The Creed Essential to the Life.

The comment of Mr. Badcock in another column upon Egoism’s recent criticism of what it supposed to be my attitude regarding the relation of outsiders to parents who maltreat their children was written before he had seen my rejoinder; and I judge that he must have been surprised, not to say horrified, to find me joining the enemy, bag and baggage. With the reasons which I advanced in support of my position I hope he will deal later, since his present letter does not meet them.

I shall not undertake to say for Egoism whether it does or does not bow to equal liberty as a fetich, regardless of the sufferings of others that may result. But for myself I repeat what I have often said,—that I have no idols. Mr. Badcock has no occasion to discuss with me the propriety of the end at which he aims,—the disappearance of pain. That is my aim also. If I insist on the application of the equal liberty idea to every sphere of life, including the relations of parents to children, and of outsiders to both, it is because I believe that this will result on the whole in a minimum of pain. If Mr. Badcock denies it, it is incumbent upon him to show that State control, or a mixture of State and parental control, or some other method of provision for children which he may suggest, will reslut on the whole in less pain than the plan of exclusively parental control. I am ready to listen carefully to anything that he may have to say on this point. But, if he does not deny it, then I can scarcely think it worth while to make an outcry over what seems to Mr. Badcock the callousness of Egoism as long as that journal favors the very measures which Mr. Badcock and I look upon as calculated to most effectively lessen pain.

Mr. Badcock should remember that G., in the articles to which I objected some years ago, went counter to equal liberty in asserting the obligation of children to parents, whereas H., in denying the obligation of parents to children, is affirming equal liberty. There is a vital difference between the two. Both H. and G. may be cruel, or may be kind; but from a public standpoint the natures of either may well be let alone until they prompt them to favor measures that increase suffering.

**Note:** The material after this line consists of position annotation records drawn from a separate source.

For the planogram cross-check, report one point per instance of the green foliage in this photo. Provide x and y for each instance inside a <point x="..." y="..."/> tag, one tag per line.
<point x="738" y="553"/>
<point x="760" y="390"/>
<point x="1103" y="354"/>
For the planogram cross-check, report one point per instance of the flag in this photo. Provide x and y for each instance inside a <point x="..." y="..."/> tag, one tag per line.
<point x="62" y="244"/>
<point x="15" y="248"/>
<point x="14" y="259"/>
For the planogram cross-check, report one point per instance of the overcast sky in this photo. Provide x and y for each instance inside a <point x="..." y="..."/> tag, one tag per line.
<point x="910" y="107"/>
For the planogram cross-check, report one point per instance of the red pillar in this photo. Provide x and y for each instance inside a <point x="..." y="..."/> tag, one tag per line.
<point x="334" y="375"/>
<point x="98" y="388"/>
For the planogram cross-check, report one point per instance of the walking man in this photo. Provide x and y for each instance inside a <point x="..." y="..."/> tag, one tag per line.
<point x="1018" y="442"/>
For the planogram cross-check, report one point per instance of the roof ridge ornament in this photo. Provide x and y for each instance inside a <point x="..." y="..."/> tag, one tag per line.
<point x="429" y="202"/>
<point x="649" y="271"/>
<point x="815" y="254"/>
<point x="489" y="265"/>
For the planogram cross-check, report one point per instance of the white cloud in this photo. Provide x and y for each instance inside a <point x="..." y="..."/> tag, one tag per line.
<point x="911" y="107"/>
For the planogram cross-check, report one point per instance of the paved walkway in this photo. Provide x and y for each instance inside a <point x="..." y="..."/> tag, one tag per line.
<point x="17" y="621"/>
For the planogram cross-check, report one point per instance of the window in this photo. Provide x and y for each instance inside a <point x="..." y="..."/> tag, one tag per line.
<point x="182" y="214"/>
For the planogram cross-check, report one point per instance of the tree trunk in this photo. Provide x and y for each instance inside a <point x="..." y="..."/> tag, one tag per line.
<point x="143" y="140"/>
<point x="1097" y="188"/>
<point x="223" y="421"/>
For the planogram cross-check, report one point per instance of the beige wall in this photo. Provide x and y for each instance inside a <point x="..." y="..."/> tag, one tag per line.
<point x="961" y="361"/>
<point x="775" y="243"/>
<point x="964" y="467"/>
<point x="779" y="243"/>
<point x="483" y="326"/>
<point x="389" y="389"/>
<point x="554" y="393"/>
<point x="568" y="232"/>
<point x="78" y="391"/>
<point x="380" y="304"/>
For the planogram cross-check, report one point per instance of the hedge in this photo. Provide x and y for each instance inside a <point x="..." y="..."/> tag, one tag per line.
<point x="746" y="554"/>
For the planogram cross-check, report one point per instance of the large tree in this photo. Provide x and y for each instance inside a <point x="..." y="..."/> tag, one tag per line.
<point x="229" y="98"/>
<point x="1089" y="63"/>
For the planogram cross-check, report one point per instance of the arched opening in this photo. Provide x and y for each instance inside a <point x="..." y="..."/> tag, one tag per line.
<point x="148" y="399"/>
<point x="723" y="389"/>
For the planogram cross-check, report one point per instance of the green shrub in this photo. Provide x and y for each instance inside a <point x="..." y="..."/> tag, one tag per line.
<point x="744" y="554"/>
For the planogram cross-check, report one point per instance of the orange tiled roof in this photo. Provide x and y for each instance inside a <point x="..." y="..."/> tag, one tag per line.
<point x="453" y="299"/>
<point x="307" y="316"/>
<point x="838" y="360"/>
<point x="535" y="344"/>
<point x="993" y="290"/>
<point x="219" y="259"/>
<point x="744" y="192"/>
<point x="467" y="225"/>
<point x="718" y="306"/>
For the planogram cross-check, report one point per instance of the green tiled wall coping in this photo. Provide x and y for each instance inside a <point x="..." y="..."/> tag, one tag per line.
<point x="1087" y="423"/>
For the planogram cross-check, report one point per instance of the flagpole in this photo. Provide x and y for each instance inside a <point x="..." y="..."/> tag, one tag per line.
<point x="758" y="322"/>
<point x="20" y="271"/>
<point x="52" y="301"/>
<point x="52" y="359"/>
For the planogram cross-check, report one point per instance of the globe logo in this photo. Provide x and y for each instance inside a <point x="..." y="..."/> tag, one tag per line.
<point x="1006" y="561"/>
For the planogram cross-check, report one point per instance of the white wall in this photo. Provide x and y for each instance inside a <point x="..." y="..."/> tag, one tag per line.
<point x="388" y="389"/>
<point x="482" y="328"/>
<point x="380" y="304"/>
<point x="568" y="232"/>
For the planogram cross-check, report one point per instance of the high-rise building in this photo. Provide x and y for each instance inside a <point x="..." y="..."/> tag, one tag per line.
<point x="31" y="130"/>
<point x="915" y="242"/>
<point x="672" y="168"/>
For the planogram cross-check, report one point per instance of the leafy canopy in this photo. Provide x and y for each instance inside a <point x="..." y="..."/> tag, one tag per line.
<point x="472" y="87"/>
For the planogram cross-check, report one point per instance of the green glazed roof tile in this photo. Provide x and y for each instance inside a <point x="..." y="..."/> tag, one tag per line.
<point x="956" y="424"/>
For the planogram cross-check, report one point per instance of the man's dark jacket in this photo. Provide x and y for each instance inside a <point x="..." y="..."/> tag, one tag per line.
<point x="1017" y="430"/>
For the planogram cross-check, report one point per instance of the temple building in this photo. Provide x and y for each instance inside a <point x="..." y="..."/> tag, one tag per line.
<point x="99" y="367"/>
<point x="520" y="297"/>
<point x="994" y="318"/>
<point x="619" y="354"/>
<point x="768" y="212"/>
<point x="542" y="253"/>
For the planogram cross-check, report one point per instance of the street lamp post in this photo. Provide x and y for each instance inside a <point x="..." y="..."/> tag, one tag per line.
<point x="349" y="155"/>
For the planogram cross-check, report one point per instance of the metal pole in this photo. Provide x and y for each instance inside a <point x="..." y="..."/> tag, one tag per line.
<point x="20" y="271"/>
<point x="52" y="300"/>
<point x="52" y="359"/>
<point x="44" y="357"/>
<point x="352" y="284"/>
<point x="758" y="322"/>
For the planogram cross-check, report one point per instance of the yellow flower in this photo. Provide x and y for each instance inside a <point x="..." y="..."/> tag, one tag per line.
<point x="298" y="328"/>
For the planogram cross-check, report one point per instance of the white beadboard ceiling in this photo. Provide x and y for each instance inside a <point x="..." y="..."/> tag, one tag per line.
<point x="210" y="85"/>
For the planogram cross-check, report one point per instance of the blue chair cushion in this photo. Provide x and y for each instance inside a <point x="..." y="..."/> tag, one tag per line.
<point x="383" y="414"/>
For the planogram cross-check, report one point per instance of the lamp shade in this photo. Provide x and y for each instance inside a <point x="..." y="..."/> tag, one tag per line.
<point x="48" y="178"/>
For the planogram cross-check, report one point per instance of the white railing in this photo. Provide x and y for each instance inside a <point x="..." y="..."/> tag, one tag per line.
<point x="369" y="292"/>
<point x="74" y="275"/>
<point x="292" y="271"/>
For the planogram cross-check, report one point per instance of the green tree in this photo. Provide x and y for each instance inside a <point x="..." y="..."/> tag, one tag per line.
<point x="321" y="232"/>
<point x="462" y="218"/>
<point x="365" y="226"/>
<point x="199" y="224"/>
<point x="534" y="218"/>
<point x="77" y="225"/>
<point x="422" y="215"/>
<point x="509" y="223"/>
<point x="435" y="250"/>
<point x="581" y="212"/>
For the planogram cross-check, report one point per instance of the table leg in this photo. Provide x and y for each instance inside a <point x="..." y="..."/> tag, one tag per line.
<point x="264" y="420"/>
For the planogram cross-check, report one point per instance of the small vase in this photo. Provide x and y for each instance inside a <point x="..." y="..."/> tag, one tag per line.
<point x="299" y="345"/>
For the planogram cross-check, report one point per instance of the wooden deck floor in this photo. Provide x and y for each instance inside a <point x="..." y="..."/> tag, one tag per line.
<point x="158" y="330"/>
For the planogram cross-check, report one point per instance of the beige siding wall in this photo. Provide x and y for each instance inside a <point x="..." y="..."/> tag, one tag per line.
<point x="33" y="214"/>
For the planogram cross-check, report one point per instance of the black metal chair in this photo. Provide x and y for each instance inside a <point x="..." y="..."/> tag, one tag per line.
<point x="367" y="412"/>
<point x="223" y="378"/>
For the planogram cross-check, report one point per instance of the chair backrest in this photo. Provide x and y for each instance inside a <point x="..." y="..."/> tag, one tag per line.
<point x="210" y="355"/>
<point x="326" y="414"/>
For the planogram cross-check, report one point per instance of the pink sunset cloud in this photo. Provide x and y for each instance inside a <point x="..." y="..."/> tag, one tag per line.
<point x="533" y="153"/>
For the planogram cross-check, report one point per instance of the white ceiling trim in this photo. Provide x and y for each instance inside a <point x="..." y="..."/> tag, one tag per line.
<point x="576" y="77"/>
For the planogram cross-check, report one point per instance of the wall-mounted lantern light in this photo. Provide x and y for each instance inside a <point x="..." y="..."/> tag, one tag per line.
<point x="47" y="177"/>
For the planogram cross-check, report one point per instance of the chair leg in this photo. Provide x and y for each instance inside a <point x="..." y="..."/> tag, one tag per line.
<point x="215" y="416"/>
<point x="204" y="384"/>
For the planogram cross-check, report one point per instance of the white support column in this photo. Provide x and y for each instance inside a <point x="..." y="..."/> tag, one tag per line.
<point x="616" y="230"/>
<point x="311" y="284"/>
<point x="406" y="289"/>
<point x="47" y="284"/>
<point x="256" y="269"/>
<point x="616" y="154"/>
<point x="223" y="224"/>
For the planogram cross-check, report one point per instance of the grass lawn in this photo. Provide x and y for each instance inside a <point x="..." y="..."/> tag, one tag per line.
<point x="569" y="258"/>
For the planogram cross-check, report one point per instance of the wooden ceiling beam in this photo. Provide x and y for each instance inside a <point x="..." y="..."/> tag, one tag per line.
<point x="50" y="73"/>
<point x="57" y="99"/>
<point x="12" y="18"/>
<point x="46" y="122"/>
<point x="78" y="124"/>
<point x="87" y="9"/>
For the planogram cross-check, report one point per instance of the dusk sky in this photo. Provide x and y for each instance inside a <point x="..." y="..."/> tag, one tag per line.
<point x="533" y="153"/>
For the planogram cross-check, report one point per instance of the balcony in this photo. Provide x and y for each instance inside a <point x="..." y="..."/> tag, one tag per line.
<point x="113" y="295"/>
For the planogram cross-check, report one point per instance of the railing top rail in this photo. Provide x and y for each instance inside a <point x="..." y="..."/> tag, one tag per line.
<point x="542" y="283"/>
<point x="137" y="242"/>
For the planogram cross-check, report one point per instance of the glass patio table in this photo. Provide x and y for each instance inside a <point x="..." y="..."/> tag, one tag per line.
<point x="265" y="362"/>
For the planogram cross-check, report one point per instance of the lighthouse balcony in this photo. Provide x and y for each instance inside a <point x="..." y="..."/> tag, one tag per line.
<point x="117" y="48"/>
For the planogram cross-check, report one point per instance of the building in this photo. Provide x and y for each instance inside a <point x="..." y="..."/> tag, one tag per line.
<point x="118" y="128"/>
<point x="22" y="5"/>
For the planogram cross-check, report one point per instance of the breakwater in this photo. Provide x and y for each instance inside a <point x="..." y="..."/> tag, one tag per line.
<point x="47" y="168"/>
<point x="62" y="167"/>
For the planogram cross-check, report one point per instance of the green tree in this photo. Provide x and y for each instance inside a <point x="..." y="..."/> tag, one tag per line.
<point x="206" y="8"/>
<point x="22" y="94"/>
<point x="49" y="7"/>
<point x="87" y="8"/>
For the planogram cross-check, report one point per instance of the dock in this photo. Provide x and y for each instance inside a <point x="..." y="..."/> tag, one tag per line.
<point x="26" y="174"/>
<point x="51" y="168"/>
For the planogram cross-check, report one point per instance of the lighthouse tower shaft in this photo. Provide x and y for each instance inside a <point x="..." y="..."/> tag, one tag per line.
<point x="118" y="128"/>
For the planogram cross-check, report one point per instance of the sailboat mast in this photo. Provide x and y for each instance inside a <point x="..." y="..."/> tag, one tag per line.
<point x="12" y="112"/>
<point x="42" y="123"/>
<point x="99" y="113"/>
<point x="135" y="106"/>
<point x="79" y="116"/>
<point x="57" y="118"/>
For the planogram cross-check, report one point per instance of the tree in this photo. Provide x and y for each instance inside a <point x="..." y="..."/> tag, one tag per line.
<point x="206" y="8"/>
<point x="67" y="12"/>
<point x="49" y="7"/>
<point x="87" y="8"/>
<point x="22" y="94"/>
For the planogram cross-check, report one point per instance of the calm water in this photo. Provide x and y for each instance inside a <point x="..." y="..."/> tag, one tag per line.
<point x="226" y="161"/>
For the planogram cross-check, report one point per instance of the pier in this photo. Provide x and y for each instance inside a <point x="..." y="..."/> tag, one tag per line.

As long as children are unable to make contracts, I know of no reason why they should not be put on a par with property, especially if putting them on a par with property tends on the whole to lessen their suffering, and if there is no method of dealing with them that does not put them virtually on a par with property. It certainly is very unfortunate that this is an imperfect world, and that there is no system which will absolutely abolish pain; but will not Mr. Badcock and I have to put up with the best system we can devise, even though it does fall short of our sympathetic requirements? I know people who are so sympathetic that they will rush to save a stranger in danger of immediate destruction, even though by that very act they would indirectly send a dozen friends to their death. As Herman Kuehn said in these columns, when speaking of Rita in Ibsen’s Little Eyolf, such persons are really moved, not so much by a desire to make all other people happy, as to satisfy their own desire for an activity prompted by their sympathy. It does not follow that, if our liberty principles . . . . fall short of our requirements, . . . . they must be re-cast. That depends upon whether it is possible to re-cast them so that they will be better suited to our purpose.

T.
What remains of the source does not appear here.